Wednesday: Don’t Shoot the Schlessinger
“You may have seen the 30 year old naked photos of us that leaked onto the internet a few years back”
Put this on my list of Things I Researched for the Apopcalypse, Which I’d Rather Just Not Know. In 1998, Schlessinger’s ex-boyfriend Bill Balance sold 12 nude photos he’d taken of her in the 1970’s to an online porn site. Schlessinger initially sued, but a court determined she did not own the rights to the photos, and could not prevent their publication.
“Belgians are a filthy thieving people. Drink Bud Light”
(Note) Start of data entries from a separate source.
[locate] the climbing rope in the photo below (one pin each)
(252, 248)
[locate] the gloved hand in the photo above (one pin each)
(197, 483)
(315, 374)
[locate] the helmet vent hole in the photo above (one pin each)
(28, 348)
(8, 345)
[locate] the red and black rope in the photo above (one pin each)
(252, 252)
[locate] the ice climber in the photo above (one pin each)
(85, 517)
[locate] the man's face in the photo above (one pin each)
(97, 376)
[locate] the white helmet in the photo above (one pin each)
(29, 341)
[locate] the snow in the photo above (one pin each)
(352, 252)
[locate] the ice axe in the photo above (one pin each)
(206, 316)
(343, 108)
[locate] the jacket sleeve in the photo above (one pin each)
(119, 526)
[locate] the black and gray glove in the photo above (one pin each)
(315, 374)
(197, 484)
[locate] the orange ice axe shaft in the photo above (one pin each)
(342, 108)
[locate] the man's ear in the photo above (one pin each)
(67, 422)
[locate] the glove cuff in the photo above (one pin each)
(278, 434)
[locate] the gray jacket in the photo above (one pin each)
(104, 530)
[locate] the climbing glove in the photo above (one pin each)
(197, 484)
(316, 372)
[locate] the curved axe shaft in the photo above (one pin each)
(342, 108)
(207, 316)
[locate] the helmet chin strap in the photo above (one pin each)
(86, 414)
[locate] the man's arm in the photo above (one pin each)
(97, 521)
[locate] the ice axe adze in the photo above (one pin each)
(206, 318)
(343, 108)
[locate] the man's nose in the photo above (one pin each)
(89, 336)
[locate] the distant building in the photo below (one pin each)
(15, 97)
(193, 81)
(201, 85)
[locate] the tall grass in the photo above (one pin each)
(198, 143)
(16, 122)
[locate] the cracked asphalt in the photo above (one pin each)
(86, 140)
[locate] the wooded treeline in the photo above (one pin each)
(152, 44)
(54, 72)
Because they’re a sponsor, Stephen has defended the taste of Bud Light – **it doesn’t taste at all like dish soap. But Belgians? In 2008, Bud Light brewer Anheuser-Busch was acquired by Belgian company InBev, leading to the Best Drinking Segment on the Report, ever: **Belgians Buy Budweiser.
“During the election, Barack Obama was known for one thing more than any other [Jeremiah Wright]”
Oh, how quickly the manufactured controversies arise and fade. Obama’s former pastor Jeremiah Wright was in the news during the campaign for past sermons which were **viewed as racially controversial. See also the hilarious “Reverend?” “Right” exchange in **Stephen’s town hall meeting.
“Sweetness and honor it is to die for one’s country. Dulce et decorum est pro patria mori.”
I love it when Stephen breaks out the Latin. The line is originally from the Odes (III:2) by Roman poet Horace, but became commonly quoted throughout Europe in recent centuries. The most notable modern reference was in a graphic 1917 anti-war poem by Wilfred Owen, “Dulce et Decorum Est”, where it is condemned as “the old lie.”